Estou a ver que isto me vai trazer muitos dissabores... estou bem fodido. – Pensei.
Vieira pergunta-me:
- Já estudaste o processo?
- Já.
- Então vamos arrancar. Diz-me o que é preciso que o Heitor trata disso. Dentro de um ou dois meses vou para a Namíbia, ver como estão as minhas empresas... ficas aqui como director-geral. Antes de sair elaborarei o despacho com a tua nomeação, para que não haja lugar a dúvidas. Olha, aparecerá por aqui um cliente que tem problemas com o computador. Também comparecerão um chileno e dois cubanos.
- Isso é para facturar?
- Não. Tenho interesses empresariais neles. Vão… conseguir introduzir diversas mercadorias no país. Ficam aqui armazenadas e depois seguem para os circuitos informais. Mas o que é que tu queres?! É assim que se ganha dinheiro facilmente.
O cliente trás um computador portátil. Diz que não consegue aceder ao sistema operativo. De facto quando a máquina arrancava, informava uma catadupa de erros. Disse-lhe:
- O melhor é limpar tudo e reinstalar de novo.

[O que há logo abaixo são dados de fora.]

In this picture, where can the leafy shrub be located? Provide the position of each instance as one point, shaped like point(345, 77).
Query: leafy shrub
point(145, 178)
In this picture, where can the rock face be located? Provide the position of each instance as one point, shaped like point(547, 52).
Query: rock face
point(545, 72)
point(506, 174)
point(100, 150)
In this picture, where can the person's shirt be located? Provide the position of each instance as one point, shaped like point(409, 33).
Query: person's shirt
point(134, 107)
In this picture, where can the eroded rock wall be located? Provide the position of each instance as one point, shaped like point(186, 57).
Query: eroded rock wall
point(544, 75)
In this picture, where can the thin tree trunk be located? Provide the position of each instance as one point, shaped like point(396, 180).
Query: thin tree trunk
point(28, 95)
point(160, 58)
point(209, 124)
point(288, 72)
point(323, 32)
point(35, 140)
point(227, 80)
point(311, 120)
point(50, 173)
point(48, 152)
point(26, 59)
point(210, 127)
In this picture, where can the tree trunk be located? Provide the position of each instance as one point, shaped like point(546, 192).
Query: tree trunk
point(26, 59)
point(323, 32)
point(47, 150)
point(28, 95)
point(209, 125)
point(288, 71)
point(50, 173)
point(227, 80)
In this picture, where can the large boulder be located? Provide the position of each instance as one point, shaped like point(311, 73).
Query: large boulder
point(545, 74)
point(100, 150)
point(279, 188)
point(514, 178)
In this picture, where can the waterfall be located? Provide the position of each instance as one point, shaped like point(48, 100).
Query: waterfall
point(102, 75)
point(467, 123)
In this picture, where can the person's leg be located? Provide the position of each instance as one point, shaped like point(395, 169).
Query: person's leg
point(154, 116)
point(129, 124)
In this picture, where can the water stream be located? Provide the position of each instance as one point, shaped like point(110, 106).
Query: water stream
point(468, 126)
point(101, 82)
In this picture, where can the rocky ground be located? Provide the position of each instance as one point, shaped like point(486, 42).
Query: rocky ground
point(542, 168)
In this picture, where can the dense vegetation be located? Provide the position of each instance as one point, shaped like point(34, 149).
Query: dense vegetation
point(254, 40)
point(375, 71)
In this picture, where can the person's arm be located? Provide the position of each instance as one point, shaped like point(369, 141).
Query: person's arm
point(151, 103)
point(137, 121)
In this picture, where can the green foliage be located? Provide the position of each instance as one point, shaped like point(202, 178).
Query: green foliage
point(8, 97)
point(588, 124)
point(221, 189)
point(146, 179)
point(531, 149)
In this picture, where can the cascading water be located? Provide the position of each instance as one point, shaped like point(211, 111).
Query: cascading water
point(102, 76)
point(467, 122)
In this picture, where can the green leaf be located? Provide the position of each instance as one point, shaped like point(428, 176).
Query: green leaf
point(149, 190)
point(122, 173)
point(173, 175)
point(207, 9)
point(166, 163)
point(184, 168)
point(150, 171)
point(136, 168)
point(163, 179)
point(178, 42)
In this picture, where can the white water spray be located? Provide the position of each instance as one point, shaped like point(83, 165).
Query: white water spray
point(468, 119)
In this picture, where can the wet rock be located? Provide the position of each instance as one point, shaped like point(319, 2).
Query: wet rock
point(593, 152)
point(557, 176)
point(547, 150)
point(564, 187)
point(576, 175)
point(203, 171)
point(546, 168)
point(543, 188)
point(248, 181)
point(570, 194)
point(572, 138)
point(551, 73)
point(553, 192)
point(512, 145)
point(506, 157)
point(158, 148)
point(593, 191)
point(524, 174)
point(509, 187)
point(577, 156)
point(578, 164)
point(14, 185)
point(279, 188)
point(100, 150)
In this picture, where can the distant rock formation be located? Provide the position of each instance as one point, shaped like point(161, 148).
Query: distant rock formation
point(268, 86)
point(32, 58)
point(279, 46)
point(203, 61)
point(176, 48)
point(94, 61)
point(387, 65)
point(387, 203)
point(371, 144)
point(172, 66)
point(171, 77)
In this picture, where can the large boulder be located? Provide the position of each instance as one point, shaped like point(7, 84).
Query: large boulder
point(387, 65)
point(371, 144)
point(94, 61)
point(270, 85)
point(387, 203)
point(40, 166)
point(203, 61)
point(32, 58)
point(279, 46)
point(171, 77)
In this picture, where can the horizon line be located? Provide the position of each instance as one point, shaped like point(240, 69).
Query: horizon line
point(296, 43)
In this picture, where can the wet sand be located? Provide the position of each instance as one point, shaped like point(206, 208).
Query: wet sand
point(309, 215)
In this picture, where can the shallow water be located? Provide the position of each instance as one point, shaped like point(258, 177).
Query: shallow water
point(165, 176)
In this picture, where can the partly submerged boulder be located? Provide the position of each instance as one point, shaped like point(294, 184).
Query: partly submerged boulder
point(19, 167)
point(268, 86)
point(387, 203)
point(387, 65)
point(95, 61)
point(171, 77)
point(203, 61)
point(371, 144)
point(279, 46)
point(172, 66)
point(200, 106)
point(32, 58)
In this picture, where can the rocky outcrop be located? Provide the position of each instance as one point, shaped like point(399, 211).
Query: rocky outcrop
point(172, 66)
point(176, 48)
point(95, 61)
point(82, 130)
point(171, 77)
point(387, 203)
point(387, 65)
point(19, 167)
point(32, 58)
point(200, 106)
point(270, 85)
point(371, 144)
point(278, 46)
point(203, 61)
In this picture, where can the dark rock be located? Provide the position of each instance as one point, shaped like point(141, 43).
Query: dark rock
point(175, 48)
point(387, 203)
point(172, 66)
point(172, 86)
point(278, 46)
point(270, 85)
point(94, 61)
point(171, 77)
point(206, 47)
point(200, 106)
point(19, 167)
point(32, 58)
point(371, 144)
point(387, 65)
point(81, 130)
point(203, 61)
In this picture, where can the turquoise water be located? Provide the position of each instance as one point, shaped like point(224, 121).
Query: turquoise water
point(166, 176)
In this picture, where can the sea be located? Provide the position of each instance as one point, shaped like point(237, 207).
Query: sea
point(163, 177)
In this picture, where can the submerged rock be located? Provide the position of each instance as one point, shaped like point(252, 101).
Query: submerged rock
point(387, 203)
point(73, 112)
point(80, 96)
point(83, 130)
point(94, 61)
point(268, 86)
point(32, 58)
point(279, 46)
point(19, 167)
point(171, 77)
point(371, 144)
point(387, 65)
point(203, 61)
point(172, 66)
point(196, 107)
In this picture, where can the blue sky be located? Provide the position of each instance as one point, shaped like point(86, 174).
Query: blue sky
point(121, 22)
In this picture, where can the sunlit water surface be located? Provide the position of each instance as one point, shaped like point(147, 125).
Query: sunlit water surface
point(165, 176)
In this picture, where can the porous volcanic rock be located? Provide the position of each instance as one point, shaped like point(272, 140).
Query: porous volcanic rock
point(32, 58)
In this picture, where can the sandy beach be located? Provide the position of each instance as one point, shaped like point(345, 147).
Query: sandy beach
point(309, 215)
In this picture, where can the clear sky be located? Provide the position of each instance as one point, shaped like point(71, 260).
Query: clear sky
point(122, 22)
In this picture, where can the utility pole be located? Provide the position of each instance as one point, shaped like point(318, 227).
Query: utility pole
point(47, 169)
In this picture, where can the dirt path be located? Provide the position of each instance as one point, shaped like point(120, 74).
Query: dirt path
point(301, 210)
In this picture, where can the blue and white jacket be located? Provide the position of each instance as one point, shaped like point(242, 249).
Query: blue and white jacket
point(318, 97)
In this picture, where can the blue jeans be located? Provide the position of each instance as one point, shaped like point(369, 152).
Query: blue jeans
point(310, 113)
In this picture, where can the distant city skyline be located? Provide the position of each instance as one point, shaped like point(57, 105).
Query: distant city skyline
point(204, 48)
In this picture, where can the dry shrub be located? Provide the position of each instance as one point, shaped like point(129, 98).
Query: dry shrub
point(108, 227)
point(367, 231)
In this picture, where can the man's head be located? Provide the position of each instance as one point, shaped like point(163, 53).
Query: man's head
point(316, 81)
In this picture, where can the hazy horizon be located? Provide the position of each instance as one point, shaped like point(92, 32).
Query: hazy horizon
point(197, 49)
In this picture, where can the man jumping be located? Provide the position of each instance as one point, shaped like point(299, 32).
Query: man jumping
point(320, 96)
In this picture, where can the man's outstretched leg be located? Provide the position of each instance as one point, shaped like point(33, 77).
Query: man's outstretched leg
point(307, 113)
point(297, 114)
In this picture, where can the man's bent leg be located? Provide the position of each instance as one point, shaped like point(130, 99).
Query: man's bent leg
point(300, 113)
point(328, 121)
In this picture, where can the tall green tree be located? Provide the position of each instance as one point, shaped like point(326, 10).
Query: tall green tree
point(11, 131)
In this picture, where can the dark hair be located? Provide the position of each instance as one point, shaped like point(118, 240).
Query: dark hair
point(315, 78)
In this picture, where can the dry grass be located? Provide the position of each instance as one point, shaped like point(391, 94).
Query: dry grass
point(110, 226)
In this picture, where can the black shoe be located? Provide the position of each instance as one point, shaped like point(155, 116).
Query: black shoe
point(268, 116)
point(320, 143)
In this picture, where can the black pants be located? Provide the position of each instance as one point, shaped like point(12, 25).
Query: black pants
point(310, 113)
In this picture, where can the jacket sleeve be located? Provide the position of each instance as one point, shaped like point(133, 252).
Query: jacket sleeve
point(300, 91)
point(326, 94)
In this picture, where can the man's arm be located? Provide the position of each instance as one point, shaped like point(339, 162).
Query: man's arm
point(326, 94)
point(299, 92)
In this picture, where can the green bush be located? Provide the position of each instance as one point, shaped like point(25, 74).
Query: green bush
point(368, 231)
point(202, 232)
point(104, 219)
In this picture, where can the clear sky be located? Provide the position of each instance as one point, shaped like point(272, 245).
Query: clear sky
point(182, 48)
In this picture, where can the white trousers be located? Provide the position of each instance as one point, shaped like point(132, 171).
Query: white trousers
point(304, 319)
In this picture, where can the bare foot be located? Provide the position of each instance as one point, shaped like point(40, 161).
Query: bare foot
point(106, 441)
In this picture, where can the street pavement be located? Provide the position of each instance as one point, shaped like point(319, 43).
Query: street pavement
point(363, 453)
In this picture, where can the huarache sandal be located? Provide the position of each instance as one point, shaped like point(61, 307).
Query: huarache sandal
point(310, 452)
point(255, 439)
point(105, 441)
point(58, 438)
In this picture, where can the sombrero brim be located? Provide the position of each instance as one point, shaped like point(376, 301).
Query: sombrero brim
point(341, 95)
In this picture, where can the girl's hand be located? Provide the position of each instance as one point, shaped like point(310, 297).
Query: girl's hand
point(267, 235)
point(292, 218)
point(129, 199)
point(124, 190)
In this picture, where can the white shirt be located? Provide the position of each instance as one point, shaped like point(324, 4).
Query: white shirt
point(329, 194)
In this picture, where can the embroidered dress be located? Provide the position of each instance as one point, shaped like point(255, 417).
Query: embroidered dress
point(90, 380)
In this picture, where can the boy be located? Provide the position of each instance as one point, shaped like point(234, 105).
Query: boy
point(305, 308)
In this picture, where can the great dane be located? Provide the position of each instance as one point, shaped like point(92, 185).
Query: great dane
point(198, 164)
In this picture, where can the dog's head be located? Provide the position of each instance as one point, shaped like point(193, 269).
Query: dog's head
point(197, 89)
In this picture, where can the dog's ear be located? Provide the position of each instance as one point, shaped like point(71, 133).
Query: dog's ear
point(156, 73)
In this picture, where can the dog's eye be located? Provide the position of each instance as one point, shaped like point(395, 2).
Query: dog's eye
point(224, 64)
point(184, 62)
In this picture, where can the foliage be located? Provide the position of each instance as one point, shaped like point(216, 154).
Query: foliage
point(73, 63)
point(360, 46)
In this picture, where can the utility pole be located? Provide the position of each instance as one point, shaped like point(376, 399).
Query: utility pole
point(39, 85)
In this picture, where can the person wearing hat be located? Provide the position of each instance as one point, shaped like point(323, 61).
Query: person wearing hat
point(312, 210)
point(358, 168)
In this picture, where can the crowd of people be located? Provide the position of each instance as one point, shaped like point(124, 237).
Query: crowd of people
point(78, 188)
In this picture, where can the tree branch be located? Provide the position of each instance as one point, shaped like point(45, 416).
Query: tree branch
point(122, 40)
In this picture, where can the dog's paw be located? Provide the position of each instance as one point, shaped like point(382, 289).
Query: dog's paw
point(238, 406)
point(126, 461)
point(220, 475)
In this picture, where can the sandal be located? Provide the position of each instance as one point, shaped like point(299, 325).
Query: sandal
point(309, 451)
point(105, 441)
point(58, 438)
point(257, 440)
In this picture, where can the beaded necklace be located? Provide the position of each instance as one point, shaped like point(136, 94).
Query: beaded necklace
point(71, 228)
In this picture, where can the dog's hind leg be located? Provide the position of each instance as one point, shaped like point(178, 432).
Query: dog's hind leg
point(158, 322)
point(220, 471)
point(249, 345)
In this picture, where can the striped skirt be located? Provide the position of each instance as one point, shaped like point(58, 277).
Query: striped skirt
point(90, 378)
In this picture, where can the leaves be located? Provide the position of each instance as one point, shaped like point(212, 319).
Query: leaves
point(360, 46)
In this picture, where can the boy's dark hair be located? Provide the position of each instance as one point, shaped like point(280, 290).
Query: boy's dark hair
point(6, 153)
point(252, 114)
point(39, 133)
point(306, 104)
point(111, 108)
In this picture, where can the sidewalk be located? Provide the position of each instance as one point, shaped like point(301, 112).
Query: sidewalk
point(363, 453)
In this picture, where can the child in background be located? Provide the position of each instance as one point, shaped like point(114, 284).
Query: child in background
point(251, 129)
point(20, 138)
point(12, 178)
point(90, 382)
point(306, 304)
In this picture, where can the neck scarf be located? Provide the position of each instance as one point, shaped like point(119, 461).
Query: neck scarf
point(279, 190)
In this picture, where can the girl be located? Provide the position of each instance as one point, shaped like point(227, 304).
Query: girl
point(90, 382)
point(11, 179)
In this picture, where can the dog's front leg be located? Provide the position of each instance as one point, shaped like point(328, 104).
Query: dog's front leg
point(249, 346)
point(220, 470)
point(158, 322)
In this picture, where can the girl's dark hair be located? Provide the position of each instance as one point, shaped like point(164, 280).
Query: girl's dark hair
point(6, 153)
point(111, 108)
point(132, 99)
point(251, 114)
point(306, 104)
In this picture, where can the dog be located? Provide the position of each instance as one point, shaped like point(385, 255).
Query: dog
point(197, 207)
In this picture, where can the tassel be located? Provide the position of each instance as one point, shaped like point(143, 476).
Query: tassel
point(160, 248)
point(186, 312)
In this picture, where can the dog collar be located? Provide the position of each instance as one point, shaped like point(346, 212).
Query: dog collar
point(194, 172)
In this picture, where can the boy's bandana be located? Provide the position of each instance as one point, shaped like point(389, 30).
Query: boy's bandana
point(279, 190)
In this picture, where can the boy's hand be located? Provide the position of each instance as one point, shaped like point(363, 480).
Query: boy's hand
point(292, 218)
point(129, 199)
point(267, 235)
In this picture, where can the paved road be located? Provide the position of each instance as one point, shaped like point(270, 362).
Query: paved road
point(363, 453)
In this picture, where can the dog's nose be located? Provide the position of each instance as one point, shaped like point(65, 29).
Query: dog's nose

- Sim, faça isso. O que pretendo é que ele trabalhe.
Antes da formatação notei que estava com quatro partições. Apaguei-as e criei uma única partição. Reinstalei o sistema operativo e o Ms-Office. Depois de tudo concluído chamei o cliente. Deixei-o a sós, ele ligou a máquina. Depois de alguns minutos chama-me com ar de que alguma coisa não está bem:
- Eu tinha quatro discos, agora só tenho um.
- Não, só tem um disco. Acontece que estava particionado…
- Não! Não! Eu quero os discos que lá estavam…
- Deixe-me explicar. Os discos que lá estavam eram virtuais, exceptuando o C. O senhor só tem um disco…
- Assim não pode ser, não estou a gostar nada disto. Vou falar com o Vieira.
Vieira liga-me a dizer que o cliente está muito chateado. Que eu lhe roubei os outros discos que estavam no computador. Depois da explicação que dei, ele replicou-me:
- Ele é de Malanje. Esses gajos são muito complicados. Até me garantiu que tu lhe enfeitiçaste o computador. Põe essa merda como estava e manda-o para a puta que o pariu. Mas o que é que tu queres?! Não sei como… mas esse gajo é médico. Os mwangolés são fodidos… olha! Vai-te ligar uma pessoa amiga que tem problemas com o modem. Mais logo encontramo-nos na boate.
A pessoa amiga ligou-me e lamentava-se que:
- O meu filho anda a estudar informática. Comprou um modem para ter acesso à Internet, mas até agora não conseguimos. Está a cheirar a queimado.
- Ok! Pode-me apanhar para irmos aí ver o que é que se passa?
- Sim. Estarei aí dentro de quinze minutos.
Na casa do cliente verifico que o modem está ligado à rede eléctrica de… 220 voltes.
O Chileno chega. Tem cerca de quarenta anos. É alto e muito magro. O seu rosto é triste, talvez devido a desgostos. Vieira segredara-me que ele lhe interessava muito, porque tinha bons contactos internacionais, e que lhe daria bons negócios. Vêm com um computador portátil:
- Meu amigo, o sistema operativo está em russo. Gostaria que instalasse mais dois sistemas operativos, um em espanhol e o outro em português.